Comparison of different converting modes

Following this example, we define the modes as max, 99.9% , 1.0/2 , 1.0/3 , 1.0/4 , 1.0/ 5 case SNN transformation and separate inference T steps to get the accuracy.

print('---------------------------------------------')
print('Converting using MaxNorm')
model_converter = ann2snn.Converter(mode='max', dataloader=train_data_loader)
snn_model = model_converter(model)
print('Simulating...')
mode_max_accs = val(snn_model, device, test_data_loader, T=T)
print('SNN accuracy (simulation %d time-steps): %.4f' % (T, mode_max_accs[-1]))

print('---------------------------------------------')
print('Converting using RobustNorm')
model_converter = ann2snn.Converter(mode='99.9%', dataloader=train_data_loader)
snn_model = model_converter(model)
print('Simulating...')
mode_robust_accs = val(snn_model, device, test_data_loader, T=T)
print('SNN accuracy (simulation %d time-steps): %.4f' % (T, mode_robust_accs[-1]))
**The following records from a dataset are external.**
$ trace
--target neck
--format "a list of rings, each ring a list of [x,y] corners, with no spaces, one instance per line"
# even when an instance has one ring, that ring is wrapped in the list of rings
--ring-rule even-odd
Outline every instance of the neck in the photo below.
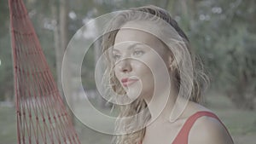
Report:
[[[153,96],[151,100],[145,100],[151,114],[149,123],[168,122],[170,119],[177,95],[177,89],[175,88],[162,89],[164,90],[160,93],[156,93],[160,95]]]

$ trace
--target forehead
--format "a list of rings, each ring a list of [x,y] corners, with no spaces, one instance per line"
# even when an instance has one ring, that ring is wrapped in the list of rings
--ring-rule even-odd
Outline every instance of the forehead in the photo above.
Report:
[[[143,25],[142,22],[130,22],[123,26],[115,37],[114,46],[121,43],[122,45],[141,43],[156,48],[161,45],[161,42],[155,36],[140,29],[142,25]]]

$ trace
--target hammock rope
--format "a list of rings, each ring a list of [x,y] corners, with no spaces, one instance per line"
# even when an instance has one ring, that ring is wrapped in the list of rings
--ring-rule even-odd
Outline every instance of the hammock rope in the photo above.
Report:
[[[18,143],[80,144],[22,0],[9,0]]]

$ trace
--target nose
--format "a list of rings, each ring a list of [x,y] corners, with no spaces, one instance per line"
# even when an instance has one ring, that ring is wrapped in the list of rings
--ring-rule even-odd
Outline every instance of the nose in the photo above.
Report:
[[[131,60],[128,59],[124,59],[118,62],[118,64],[116,65],[116,66],[118,66],[119,72],[130,72],[132,68],[131,66]]]

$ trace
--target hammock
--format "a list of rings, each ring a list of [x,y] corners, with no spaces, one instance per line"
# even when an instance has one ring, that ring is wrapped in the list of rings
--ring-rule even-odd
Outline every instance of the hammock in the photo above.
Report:
[[[9,0],[18,143],[80,143],[22,0]]]

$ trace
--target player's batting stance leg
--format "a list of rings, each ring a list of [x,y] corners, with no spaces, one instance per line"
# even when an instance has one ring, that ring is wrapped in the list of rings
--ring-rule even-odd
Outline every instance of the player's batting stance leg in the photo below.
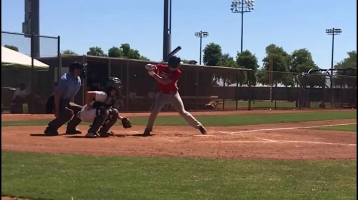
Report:
[[[153,66],[146,65],[148,73],[158,82],[159,90],[156,100],[154,108],[151,113],[144,133],[145,136],[150,136],[157,116],[167,103],[174,106],[179,114],[192,127],[198,129],[202,134],[206,134],[206,130],[189,112],[185,110],[181,98],[178,92],[177,85],[178,80],[181,75],[179,69],[181,64],[180,58],[176,56],[168,58],[168,65],[162,64]]]

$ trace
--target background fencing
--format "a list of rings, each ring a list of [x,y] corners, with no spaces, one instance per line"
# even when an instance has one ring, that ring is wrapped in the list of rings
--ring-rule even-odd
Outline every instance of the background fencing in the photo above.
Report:
[[[37,78],[51,82],[48,84],[51,87],[57,74],[55,72],[58,71],[55,67],[59,63],[62,63],[60,66],[65,66],[60,69],[64,70],[63,73],[71,62],[84,62],[88,63],[89,74],[94,74],[99,82],[104,81],[108,76],[116,76],[122,80],[125,111],[148,112],[153,108],[157,84],[148,75],[144,66],[148,62],[155,62],[87,55],[62,55],[41,57],[38,59],[50,68],[46,76],[44,74]],[[342,75],[342,73],[338,72],[329,75],[320,72],[295,74],[254,71],[189,64],[183,65],[181,70],[182,74],[178,85],[188,110],[357,107],[356,71],[349,73],[351,76]],[[80,104],[84,104],[87,82],[83,85],[75,97],[75,102]],[[40,92],[46,98],[51,93]],[[40,113],[42,111],[39,109],[34,112]],[[175,108],[170,105],[167,105],[163,110],[174,110]]]
[[[35,44],[38,41],[39,44]],[[53,89],[53,75],[48,69],[34,66],[33,60],[41,56],[52,56],[57,63],[50,67],[59,66],[60,37],[1,31],[1,46],[28,55],[32,60],[30,66],[5,66],[1,63],[1,105],[4,112],[10,112],[12,108],[12,112],[43,113],[43,104]],[[28,95],[21,103],[14,103],[13,101],[11,103],[15,90],[21,83],[26,86]]]

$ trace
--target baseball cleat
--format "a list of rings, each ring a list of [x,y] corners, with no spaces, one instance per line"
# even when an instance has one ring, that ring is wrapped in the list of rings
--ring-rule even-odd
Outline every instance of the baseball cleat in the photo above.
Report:
[[[87,133],[86,135],[85,136],[85,138],[96,138],[97,137],[97,135],[92,133]]]
[[[202,135],[206,135],[207,132],[206,132],[206,129],[205,129],[205,128],[204,128],[203,126],[201,126],[199,128],[199,130],[200,131],[200,133]]]
[[[145,130],[144,133],[143,133],[143,136],[144,137],[146,136],[151,136],[151,135],[150,134],[150,131],[149,131],[149,130]]]
[[[57,130],[50,127],[46,128],[44,133],[47,136],[57,136],[59,135]]]
[[[66,130],[66,134],[68,135],[76,135],[76,134],[81,134],[82,132],[80,130],[80,129],[76,129],[75,130],[70,130],[67,129]]]

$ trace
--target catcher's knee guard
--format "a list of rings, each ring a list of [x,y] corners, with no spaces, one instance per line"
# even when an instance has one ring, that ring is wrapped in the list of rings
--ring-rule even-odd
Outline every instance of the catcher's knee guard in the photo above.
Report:
[[[108,115],[107,118],[102,124],[102,128],[98,132],[99,136],[101,137],[108,137],[108,132],[109,131],[109,129],[115,124],[118,119],[119,112],[117,109],[110,108],[108,110]]]
[[[104,119],[108,116],[109,113],[109,112],[107,108],[101,107],[97,109],[95,117],[94,117],[92,125],[90,126],[88,133],[96,134],[97,131],[99,129],[99,128],[100,128],[102,124],[104,121]]]

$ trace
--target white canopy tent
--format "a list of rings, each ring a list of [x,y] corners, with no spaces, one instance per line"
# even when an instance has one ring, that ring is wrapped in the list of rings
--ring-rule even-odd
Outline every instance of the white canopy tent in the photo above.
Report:
[[[34,67],[36,69],[48,69],[49,67],[36,59],[34,59],[33,61]],[[1,68],[16,65],[31,67],[31,57],[1,46]]]

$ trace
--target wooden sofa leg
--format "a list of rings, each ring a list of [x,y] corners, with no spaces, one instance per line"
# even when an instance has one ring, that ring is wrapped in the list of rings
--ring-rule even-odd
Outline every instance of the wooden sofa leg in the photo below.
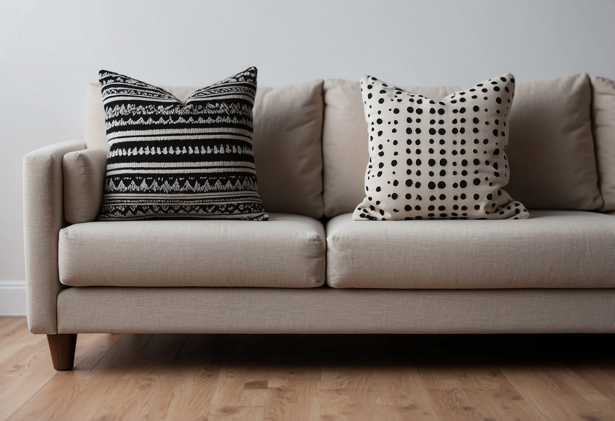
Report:
[[[49,342],[54,368],[57,370],[72,370],[75,359],[77,334],[48,334],[47,340]]]

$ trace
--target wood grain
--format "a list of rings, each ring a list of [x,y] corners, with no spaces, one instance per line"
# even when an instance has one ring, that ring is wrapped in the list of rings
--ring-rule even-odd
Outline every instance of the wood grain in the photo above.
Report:
[[[0,318],[0,420],[615,420],[615,336],[540,338],[82,334],[58,372]]]

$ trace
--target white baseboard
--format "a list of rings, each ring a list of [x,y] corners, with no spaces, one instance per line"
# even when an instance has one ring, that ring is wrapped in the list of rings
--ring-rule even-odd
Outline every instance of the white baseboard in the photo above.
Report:
[[[0,280],[0,316],[26,315],[26,281]]]

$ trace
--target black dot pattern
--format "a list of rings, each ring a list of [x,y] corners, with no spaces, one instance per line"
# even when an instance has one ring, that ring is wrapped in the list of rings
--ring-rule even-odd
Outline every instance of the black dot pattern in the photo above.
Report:
[[[355,220],[528,217],[504,190],[512,74],[439,101],[368,75],[360,86],[370,160]]]

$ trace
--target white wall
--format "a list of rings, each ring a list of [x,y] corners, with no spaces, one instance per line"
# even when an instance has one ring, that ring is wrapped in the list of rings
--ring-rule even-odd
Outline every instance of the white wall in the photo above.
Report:
[[[252,65],[263,86],[615,79],[614,21],[613,0],[3,1],[0,280],[24,278],[22,158],[82,136],[83,88],[101,68],[191,85]]]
print('---------------------------------------------')
print('Converting using 1/2 max(activation) as scales...')
model_converter = ann2snn.Converter(mode=1.0 / 2, dataloader=train_data_loader)
snn_model = model_converter(model)
print('Simulating...')
mode_two_accs = val(snn_model, device, test_data_loader, T=T)
print('SNN accuracy (simulation %d time-steps): %.4f' % (T, mode_two_accs[-1]))

print('---------------------------------------------')
print('Converting using 1/3 max(activation) as scales')
model_converter = ann2snn.Converter(mode=1.0 / 3, dataloader=train_data_loader)
snn_model = model_converter(model)
print('Simulating...')
mode_three_accs = val(snn_model, device, test_data_loader, T=T)
print('SNN accuracy (simulation %d time-steps): %.4f' % (T, mode_three_accs[-1]))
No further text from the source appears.